I stare at the side of her face, silent. No one in my life talks about my mother, and having her brought here now—to this freezing ledge outside a hospital in a brand-new city—makes me feel like I’ve missed a step on the way down the stairs.

“We were like the two of you,” she says. “Grew up together, did everything together. Then she made a choice I couldn’t understand.” Willow looks at me, her eyes softening. “I’d hoped it wouldn’t be like that for you and Miller. That you’d never become unrecognizable to each other.”

I draw a cold breath, and it stings all the way down. There’s so much I could say—that it’s impossible to imagine my mother as a young woman, somebody’s best friend. That she’s a specter to me. That losing Miller created a hole in my life so massive it didn’t close up, not even a little bit, the entire time we were apart. And that I can’t imagine how Willow has survived this long if it felt the same for her when my mom went away.

But there’s one truth that’s simplest, so I tell her that instead. “I messed it up,” I whisper, straight at the sidewalk.

“We all mess up,” she says. “But you came back to him eventually. And he’s still here.”

I look up at her, and she stands from the ledge.

“Come on.” She reaches for my hand. “Let’s go keep him company.”

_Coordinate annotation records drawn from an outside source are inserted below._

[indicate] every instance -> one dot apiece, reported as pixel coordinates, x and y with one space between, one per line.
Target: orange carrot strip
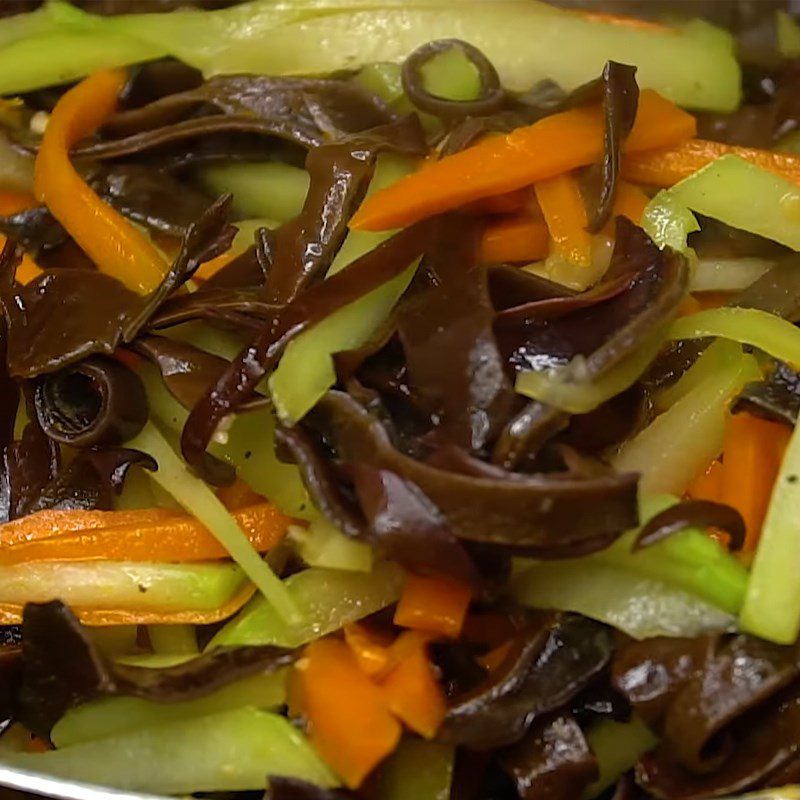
436 605
372 651
667 166
412 692
565 214
115 246
515 240
11 614
350 724
552 146
752 456
171 538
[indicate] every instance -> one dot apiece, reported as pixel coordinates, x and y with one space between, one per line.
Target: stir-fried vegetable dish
398 398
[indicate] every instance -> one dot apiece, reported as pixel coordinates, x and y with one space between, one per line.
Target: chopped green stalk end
572 388
772 605
115 584
617 747
777 337
744 196
788 35
323 545
198 499
228 751
260 189
329 598
452 76
719 354
417 770
110 716
668 223
306 370
680 443
173 639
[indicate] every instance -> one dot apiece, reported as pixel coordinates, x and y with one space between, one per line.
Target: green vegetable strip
775 336
330 599
772 606
306 370
566 388
110 716
196 497
229 751
114 584
680 443
617 747
693 64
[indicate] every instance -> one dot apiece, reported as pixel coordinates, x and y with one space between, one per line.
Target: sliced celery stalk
617 747
693 64
680 443
417 770
775 336
744 196
260 189
112 584
198 499
323 545
178 640
772 606
110 716
229 751
329 599
306 370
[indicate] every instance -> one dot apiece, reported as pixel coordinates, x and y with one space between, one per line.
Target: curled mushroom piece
492 95
98 401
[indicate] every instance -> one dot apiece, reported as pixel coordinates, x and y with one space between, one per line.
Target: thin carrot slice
115 246
552 146
752 456
412 692
436 605
565 214
519 239
667 166
11 614
173 537
350 724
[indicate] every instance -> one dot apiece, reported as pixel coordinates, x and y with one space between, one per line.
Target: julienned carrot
350 724
752 456
11 614
667 166
436 605
115 246
411 690
519 239
149 535
565 214
552 146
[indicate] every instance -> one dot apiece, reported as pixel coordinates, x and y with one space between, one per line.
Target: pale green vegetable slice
112 584
230 751
109 716
329 600
680 443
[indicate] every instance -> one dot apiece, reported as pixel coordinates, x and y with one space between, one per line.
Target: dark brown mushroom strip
540 514
262 354
547 666
453 361
98 401
62 667
553 761
492 96
693 514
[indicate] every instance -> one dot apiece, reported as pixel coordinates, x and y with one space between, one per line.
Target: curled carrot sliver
113 243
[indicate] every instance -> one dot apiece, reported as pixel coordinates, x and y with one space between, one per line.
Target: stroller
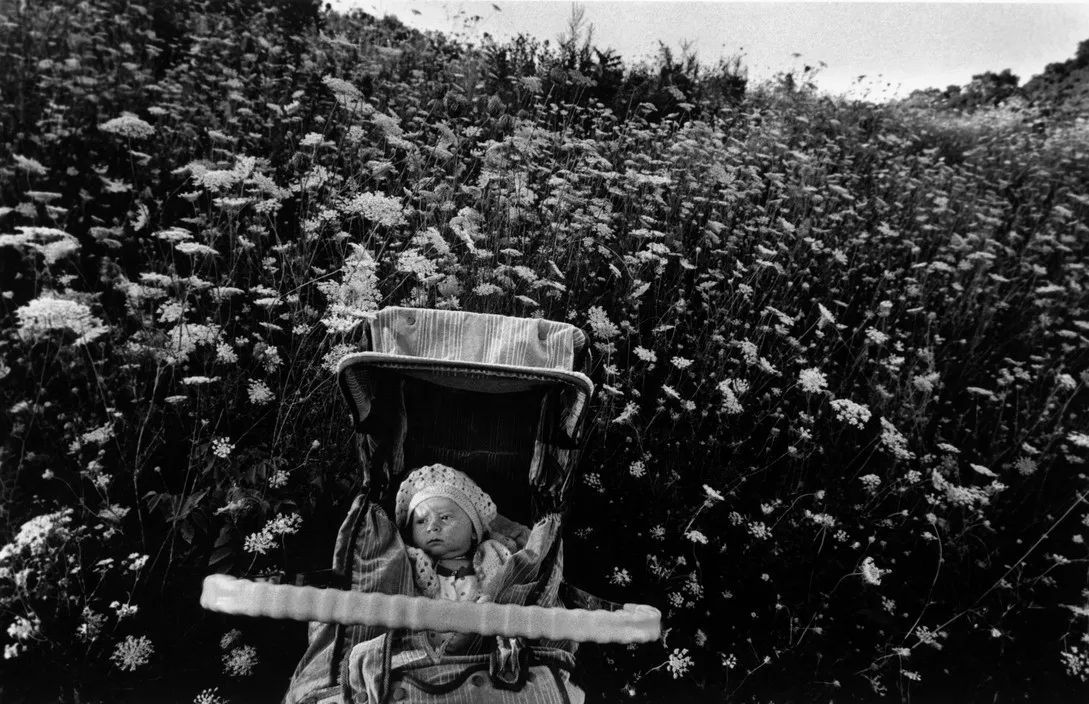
499 399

Later, when Willow goes out to find dinner and Felix and Jazz take a conference call with Evelyn, Miller and I are finally alone. He’s still sleepy, heavy-lidded as his body fights to fix itself.

“Out with it,” he says gently, as soon as the door closes behind his mom.

“Out with what?” I’m in the chair next to his bed, my socked feet up on the mattress.

“Whatever it is you’ve been holding back all day.”

“There’s nothing,” I tell him, and he levels me with his gaze.

“Don’t lie to me.” He reaches up, touches the scab on his lip. “We’re past that now.”